Main Street Advocacy, an organization created expressly to fight limited-government groups who challenge Republican Party officials, launched its first advertisement on November 6.

“The reason that Harry Reid and the Democrats control the U.S. Senate is thanks to the efforts of the Club for Growth, FreedomWorks and the Tea Party,” Main Street Advocacy President Steve LaTourette said in the release for a video containing brief clips from Richard Mourdock, Todd Akin, and Christine O’Donnell.

Focusing on a few embarrassing losses while ignoring the success of Sen. Ted Cruz and many others, Main Street Advocacy’s message is clear: only Republican leadership should have the power to choose who runs for national office as a Republican.

LaTourette – a DC lobbyist and former congressman from northeastern Ohio – is also the current president of Republican Main Street Partnership and heads Defending Main Street, Main Street Advocacy’s sister political action committee.

When candidates backed by the Republican National Committee (RNC), National Republican Senatorial Committee (NRSC), or National Republican Congressional Committee (NRCC) lose, allies like LaTourette offer explanations ranging from funding, to messaging, to technology problems, to the overall political climate.

When a more conservative candidate loses after being backed by independent right-of-center groups, however, RNC, NRSC, and NRCC eagerly blame the organizations who supported him or her.

Although the reverse is certainly true in terms of fingers pointed at the Republican establishment when its chosen candidates lose, the sense of victimhood expressed by LaTourette is bizarre.

According to LaTourette, Main Street Advocacy and Defending Main Street exist because the mammoth RNC, NRSC, and NRCC need help blocking threats against their power.

Defending Main Street’s plan to spend $8 million in 2014 primary races is “a baby step that we’re beginning with to try to level the playing field,” the former 18-year congressman told The Washington Post in July.

In a September 20 Washington Post op-ed, LaTourette slammed FreedomWorks and Club for Growth as “organizations that have made a lucrative business out of Washington’s dysfunction.”

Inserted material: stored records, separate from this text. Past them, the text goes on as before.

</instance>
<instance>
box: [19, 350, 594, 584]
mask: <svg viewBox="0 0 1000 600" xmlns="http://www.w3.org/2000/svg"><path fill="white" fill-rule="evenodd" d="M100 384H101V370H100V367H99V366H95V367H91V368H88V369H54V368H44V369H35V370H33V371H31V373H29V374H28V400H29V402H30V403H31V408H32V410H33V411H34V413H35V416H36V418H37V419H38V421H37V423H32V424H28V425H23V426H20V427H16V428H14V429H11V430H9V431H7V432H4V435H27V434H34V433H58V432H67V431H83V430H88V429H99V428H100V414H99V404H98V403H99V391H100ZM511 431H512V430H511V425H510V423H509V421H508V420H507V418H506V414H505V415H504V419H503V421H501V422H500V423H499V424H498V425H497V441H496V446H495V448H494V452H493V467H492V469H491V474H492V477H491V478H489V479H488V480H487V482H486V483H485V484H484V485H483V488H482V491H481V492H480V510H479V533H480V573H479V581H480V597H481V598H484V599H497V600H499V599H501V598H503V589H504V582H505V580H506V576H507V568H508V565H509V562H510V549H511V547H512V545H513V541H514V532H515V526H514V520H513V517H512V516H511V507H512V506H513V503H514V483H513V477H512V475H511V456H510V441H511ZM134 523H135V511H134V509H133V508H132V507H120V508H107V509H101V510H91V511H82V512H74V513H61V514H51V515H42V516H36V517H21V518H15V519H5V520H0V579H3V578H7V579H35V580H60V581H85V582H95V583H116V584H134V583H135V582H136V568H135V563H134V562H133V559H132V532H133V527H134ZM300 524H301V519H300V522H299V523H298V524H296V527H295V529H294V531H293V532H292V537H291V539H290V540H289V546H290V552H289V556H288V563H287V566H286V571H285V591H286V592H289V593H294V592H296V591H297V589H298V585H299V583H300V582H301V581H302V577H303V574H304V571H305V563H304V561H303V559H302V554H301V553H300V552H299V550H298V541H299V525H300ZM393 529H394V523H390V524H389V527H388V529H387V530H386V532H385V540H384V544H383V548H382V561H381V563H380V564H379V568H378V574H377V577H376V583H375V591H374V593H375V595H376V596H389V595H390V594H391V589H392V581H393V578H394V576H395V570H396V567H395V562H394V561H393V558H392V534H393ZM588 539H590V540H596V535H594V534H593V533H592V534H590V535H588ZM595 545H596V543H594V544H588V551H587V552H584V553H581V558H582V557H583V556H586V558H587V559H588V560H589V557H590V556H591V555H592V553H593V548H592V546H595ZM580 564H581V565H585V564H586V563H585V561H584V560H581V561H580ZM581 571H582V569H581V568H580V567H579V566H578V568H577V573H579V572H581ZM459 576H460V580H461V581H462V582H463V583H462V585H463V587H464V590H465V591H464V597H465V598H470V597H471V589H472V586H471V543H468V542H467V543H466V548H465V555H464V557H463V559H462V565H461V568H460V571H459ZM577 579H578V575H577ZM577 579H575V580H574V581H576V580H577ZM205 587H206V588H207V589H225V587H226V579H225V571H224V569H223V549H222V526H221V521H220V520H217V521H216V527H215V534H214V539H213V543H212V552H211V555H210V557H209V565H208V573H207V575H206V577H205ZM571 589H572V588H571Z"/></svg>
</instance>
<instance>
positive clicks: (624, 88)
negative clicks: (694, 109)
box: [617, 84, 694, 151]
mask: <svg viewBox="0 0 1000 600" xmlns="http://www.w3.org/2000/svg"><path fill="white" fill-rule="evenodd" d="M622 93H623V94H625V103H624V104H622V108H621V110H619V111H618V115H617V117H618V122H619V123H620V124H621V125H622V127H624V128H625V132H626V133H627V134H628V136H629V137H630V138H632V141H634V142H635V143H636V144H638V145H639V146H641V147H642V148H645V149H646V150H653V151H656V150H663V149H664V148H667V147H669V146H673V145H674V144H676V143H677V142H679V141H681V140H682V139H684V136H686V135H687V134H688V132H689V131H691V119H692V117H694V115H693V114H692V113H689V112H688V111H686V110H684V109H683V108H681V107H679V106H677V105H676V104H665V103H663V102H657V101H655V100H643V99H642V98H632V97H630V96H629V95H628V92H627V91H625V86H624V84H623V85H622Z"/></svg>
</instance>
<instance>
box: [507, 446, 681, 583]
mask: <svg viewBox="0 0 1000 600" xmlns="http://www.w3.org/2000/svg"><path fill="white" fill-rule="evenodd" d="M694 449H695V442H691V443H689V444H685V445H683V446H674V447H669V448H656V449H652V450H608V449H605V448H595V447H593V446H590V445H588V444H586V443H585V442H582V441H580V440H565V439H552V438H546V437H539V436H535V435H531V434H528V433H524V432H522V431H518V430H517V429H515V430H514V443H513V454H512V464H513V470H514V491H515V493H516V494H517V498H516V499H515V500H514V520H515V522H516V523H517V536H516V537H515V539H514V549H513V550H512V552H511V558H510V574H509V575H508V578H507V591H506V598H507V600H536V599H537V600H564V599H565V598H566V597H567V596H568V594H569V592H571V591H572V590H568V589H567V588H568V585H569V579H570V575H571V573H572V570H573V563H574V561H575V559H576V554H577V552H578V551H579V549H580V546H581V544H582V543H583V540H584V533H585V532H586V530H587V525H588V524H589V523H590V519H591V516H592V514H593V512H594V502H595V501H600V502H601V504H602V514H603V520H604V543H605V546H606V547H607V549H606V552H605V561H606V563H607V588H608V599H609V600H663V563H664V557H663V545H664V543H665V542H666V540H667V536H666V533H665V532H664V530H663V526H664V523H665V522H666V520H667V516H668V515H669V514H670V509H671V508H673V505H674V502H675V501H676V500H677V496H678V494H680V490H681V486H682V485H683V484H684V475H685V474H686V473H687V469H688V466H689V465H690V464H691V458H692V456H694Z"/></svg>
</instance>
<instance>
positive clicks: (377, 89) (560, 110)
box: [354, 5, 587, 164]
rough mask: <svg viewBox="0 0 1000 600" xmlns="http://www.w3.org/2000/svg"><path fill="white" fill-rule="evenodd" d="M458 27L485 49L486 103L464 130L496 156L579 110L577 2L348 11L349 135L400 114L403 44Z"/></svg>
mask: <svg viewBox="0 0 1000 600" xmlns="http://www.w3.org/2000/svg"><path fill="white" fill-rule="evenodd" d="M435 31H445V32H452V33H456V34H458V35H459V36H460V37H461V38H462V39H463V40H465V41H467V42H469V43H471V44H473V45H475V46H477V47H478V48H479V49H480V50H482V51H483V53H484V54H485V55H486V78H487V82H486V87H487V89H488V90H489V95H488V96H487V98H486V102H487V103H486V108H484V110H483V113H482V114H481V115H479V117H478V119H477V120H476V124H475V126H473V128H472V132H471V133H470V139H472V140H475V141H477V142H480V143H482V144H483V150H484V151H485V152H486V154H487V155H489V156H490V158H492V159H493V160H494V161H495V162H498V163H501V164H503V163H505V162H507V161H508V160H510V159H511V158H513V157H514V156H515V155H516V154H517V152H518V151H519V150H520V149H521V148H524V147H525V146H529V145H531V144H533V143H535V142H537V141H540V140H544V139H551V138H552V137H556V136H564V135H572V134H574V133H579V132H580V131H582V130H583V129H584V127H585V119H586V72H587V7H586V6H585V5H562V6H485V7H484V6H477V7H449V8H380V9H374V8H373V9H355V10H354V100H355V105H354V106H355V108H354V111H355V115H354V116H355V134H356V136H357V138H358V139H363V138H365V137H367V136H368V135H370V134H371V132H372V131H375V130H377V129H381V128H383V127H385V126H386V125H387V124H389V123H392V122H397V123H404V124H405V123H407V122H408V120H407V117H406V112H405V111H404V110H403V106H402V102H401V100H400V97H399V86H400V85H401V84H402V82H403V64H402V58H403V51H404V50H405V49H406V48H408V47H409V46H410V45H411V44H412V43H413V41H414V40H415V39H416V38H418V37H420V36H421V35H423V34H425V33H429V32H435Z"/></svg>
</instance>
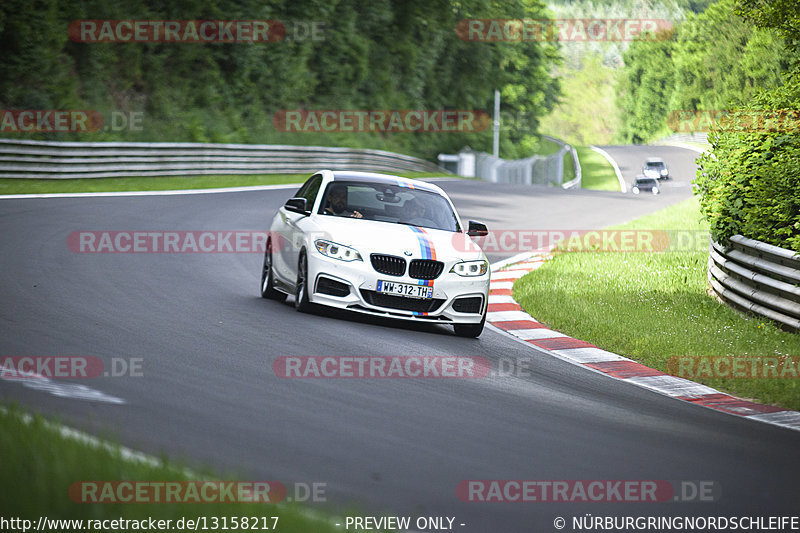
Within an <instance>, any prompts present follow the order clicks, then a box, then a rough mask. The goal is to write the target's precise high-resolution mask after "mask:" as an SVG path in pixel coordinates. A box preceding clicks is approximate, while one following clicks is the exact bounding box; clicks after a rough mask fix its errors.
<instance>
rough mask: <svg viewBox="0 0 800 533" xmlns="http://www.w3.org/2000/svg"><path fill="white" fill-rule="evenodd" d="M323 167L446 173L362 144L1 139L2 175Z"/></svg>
mask: <svg viewBox="0 0 800 533" xmlns="http://www.w3.org/2000/svg"><path fill="white" fill-rule="evenodd" d="M321 168H328V169H331V170H363V171H383V172H443V170H442V168H441V167H439V166H438V165H436V164H435V163H431V162H430V161H425V160H423V159H418V158H416V157H411V156H407V155H402V154H395V153H392V152H385V151H382V150H369V149H361V148H328V147H321V146H285V145H271V144H214V143H143V142H54V141H28V140H13V139H0V178H37V179H66V178H118V177H127V176H193V175H207V174H217V175H219V174H311V173H313V172H316V171H317V170H319V169H321Z"/></svg>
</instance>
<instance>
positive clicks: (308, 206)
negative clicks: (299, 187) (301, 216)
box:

“No amount of polling will convince those who are content with pandering to the base that what they are doing is damaging the party,” LaTourette sneered in an October 15 Newsweek column on the partial shutdown of the federal government.

“For the first time, there will be a group representing the governing wing of the Republican Party that will not only defend itself, but also push back,” LaTourette said in Main Street Advocacy’s November 6 release.

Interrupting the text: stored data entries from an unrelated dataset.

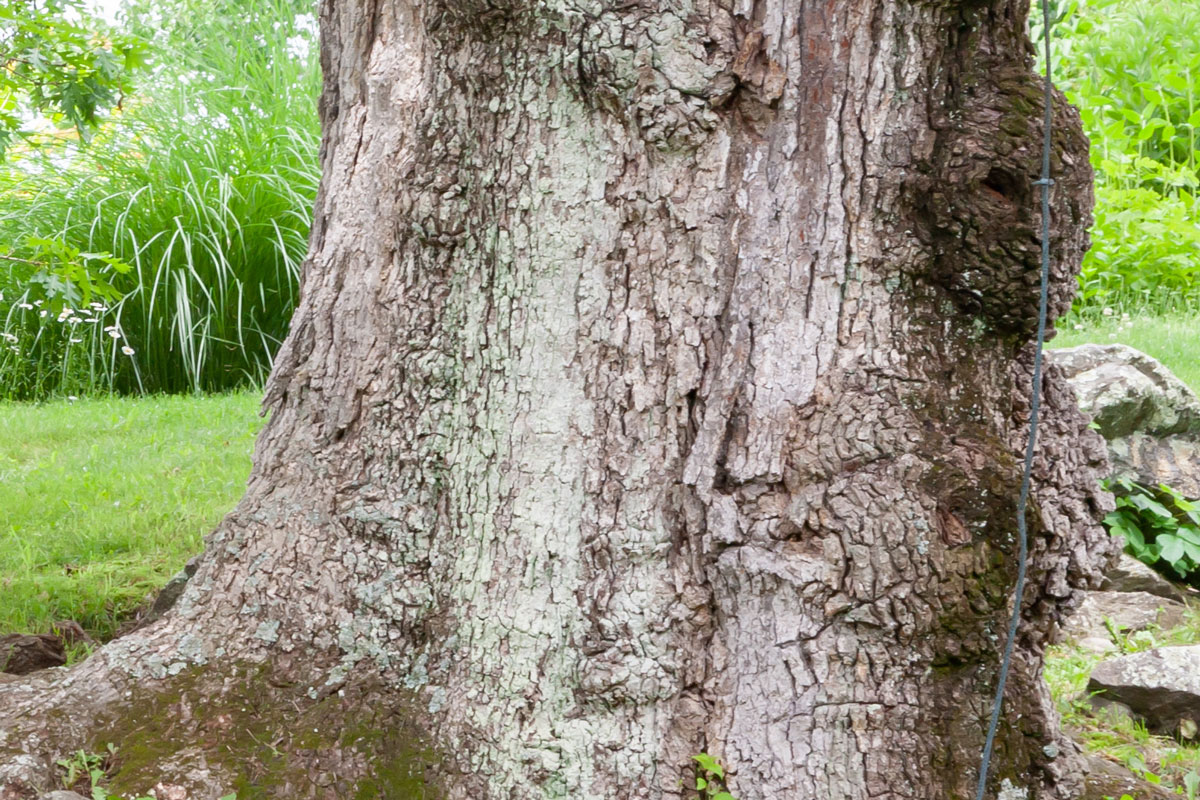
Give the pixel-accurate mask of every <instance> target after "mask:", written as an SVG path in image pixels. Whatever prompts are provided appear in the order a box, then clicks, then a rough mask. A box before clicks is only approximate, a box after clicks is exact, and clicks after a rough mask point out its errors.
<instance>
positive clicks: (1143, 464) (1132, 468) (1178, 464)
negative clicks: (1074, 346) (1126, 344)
mask: <svg viewBox="0 0 1200 800" xmlns="http://www.w3.org/2000/svg"><path fill="white" fill-rule="evenodd" d="M1048 356H1049V357H1050V360H1051V361H1052V362H1054V363H1055V365H1057V366H1058V367H1060V368H1061V369H1062V371H1063V372H1064V373H1066V375H1067V379H1068V380H1069V381H1070V384H1072V387H1073V389H1074V390H1075V396H1076V397H1078V399H1079V408H1080V409H1081V410H1082V411H1084V413H1085V414H1087V415H1090V416H1091V417H1092V420H1093V421H1094V422H1096V425H1097V426H1098V427H1099V429H1100V433H1102V434H1103V435H1104V438H1105V439H1106V440H1108V444H1109V461H1110V462H1111V464H1112V474H1114V475H1117V476H1121V477H1129V479H1133V480H1135V481H1139V482H1142V483H1148V485H1151V486H1156V485H1158V483H1166V485H1169V486H1172V487H1175V488H1176V489H1178V491H1180V492H1182V493H1183V494H1186V495H1187V497H1190V498H1200V398H1198V397H1196V395H1195V393H1194V392H1193V391H1192V390H1190V389H1188V386H1187V384H1184V383H1183V381H1182V380H1180V379H1178V378H1176V377H1175V375H1174V374H1172V373H1171V371H1170V369H1168V368H1166V367H1164V366H1163V365H1162V363H1159V362H1158V361H1156V360H1154V359H1152V357H1150V356H1148V355H1146V354H1145V353H1141V351H1140V350H1135V349H1133V348H1130V347H1126V345H1123V344H1081V345H1079V347H1074V348H1063V349H1060V350H1050V351H1049V353H1048Z"/></svg>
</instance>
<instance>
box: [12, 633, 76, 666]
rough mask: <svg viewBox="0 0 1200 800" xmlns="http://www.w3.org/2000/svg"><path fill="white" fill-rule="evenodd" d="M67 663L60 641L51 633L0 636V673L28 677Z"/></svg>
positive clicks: (66, 656) (36, 633) (65, 650)
mask: <svg viewBox="0 0 1200 800" xmlns="http://www.w3.org/2000/svg"><path fill="white" fill-rule="evenodd" d="M66 662H67V652H66V648H64V646H62V639H61V638H59V637H56V636H54V634H53V633H10V634H7V636H0V672H6V673H11V674H13V675H28V674H29V673H31V672H37V670H38V669H46V668H48V667H61V666H62V664H65V663H66Z"/></svg>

In the July 31, 2012 speech on the House floor where he announced his resignation from Congress, LaTourette decried the refusal of conservatives to support bloated farm and highway spending bills.

“We’re talking about building roads and bridges for Christ’s sake. We’re not talking about big Democratic and Republican initiatives,” LaTourette said.

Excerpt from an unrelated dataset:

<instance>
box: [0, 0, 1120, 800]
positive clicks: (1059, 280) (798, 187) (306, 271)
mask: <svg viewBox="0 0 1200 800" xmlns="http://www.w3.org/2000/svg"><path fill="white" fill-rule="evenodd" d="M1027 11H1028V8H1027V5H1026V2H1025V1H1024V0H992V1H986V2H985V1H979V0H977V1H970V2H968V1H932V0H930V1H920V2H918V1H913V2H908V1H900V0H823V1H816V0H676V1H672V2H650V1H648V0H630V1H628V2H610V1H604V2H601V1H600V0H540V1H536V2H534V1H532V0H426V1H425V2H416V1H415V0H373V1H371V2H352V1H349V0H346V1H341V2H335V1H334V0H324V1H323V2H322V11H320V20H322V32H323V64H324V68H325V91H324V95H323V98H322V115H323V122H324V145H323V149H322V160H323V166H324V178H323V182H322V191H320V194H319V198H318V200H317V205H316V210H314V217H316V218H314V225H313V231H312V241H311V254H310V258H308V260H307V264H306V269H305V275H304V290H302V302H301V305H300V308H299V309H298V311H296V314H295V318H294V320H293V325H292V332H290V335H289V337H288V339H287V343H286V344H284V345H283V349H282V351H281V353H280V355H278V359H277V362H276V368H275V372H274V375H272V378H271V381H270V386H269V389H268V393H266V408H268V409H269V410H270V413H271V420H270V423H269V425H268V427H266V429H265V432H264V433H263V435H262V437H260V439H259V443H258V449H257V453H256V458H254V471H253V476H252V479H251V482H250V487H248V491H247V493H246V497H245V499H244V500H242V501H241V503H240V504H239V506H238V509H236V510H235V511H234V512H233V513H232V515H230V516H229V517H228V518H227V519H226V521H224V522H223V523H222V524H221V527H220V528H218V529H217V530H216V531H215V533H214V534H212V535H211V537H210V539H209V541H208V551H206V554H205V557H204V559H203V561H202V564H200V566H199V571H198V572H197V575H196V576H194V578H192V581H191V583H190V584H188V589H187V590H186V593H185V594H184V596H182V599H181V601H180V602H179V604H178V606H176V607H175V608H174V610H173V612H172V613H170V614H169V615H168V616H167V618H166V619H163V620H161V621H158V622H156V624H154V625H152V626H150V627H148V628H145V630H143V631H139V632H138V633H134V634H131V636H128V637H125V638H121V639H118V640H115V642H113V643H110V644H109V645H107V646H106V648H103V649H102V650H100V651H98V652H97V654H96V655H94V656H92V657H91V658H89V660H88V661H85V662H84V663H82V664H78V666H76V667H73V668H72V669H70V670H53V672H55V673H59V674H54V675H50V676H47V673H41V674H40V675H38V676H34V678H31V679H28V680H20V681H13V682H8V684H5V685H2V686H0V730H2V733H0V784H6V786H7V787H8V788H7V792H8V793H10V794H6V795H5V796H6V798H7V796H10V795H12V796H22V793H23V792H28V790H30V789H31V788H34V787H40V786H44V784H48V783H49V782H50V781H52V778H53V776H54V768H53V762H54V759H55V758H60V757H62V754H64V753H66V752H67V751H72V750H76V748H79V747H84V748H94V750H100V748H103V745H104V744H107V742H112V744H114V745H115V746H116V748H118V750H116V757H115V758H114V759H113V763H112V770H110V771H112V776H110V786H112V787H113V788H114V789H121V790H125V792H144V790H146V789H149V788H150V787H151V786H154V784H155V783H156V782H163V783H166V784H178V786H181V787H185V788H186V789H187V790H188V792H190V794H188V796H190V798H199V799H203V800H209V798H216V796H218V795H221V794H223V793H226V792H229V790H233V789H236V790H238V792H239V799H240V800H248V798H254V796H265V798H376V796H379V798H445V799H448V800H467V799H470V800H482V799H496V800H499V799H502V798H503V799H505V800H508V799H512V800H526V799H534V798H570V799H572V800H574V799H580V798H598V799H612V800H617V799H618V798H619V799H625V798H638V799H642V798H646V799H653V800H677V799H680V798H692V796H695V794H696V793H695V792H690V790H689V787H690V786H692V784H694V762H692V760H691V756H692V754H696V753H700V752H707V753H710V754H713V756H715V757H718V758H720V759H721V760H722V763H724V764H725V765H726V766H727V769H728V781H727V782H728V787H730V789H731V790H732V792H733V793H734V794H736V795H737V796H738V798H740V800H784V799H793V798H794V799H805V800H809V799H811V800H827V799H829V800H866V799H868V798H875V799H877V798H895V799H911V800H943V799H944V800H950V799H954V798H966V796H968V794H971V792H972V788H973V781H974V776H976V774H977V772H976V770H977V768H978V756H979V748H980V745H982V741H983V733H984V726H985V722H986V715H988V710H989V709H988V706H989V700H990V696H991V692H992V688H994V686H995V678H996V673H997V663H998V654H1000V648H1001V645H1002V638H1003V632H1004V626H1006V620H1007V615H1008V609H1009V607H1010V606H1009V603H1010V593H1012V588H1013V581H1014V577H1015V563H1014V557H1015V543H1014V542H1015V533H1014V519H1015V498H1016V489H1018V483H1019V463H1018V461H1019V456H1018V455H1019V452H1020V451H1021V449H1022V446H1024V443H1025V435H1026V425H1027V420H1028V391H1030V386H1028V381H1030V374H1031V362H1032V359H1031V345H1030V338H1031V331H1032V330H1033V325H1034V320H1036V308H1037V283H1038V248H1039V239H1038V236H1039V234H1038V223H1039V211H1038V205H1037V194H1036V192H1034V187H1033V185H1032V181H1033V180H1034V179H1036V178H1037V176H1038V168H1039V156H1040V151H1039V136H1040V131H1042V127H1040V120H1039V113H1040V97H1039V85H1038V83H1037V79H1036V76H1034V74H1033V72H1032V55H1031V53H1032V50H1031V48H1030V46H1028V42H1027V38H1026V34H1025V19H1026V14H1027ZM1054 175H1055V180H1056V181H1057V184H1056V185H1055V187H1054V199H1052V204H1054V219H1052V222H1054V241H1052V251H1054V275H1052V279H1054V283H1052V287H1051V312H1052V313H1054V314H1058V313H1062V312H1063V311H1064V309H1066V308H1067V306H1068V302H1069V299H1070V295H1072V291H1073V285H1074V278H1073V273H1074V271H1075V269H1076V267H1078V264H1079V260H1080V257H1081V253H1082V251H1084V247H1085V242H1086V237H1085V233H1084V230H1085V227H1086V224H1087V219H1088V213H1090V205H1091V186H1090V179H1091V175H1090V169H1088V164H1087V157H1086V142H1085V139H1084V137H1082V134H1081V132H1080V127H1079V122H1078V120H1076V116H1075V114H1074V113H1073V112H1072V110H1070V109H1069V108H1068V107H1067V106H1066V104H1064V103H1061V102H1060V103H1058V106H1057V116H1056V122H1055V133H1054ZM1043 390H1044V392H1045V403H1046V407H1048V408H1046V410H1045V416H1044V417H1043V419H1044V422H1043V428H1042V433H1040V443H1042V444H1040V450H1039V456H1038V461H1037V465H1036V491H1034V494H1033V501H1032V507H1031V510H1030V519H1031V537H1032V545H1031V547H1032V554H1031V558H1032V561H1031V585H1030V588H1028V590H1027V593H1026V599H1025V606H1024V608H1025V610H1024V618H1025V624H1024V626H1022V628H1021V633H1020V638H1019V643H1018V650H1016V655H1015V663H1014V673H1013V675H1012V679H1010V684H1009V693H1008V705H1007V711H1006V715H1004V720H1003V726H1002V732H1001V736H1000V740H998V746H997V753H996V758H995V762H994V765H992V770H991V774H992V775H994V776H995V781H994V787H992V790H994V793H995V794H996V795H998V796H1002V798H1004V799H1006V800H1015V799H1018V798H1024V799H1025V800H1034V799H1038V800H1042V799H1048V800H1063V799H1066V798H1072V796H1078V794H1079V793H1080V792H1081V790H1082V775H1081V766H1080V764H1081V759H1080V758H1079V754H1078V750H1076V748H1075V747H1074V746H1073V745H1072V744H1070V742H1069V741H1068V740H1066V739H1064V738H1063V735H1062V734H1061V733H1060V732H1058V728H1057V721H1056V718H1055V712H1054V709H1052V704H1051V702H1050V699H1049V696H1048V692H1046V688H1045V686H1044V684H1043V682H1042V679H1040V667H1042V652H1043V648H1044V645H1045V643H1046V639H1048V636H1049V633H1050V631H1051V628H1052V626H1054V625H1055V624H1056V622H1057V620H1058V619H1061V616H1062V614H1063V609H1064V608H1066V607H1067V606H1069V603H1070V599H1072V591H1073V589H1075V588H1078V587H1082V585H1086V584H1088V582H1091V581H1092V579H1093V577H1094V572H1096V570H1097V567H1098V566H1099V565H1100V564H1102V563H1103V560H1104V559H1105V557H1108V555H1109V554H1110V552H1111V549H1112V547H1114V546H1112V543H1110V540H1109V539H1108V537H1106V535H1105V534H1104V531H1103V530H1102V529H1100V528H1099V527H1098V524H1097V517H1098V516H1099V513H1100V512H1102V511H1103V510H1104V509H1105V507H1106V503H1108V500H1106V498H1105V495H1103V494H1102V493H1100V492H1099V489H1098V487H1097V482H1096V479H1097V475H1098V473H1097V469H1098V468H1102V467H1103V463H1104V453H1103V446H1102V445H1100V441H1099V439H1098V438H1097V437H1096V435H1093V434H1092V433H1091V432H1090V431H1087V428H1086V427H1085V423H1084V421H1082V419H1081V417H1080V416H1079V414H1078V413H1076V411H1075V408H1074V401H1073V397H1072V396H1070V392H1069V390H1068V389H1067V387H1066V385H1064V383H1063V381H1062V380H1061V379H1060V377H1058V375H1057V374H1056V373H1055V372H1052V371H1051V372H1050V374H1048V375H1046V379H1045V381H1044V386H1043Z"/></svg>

Since leaving Congress and becoming a lobbyist, LaTourette has been on the front lines attacking conservatives who reject the Republican Party’s standard go-along-to-get-along approach.

“We want our party back,” LaTourette said last week at a New York City fundraiser covered by The New York Times.

Shortly before announcing his resignation last year, LaTourette cosponsored a “compromise” budget that would have increased taxes. The congressman did not take kindly to conservative opposition to his proposal.

“We’re asking that members tonight stand up, that they stand up to the bloodsuckers in this town who take 5, 10, 15, 25 dollars from our constituents to pretend to defend causes on their behalf,”LaTourette said in a speech on the House floor.

LaTourette claims to speak for the “centrist” or “moderate” wing of the Republican Party, but his voting record pegs him among the party’s leftmost members.

LaTourette’s lifetime score from FreedomWorks is 54 percent; he scored 32 percent in 2012.

LaTourette’s 2012 Heritage Action score of 35 percent was lower than every other Republican except Olympia Snowe and Susan Collins, the senators from Maine. Sen. Snowe is helping Defending Main Street with fundraising.

Of all Republicans, only New Hampshire Congressman Charles Bass and Illinois Congressman Bob Dold had lower Club for Growth ratings than the 45 percent LaTourette earned in 2012. LaTourette’s highest Club for Growth score was 69 percent in 2010, and his lowest was 18 percent in 2007.

Along with Rep. David Joyce, LaTourette’s hand-picked replacement for his former district, Rep. Dold is one of the six candidates Main Street Advocacy has already endorsed for 2014.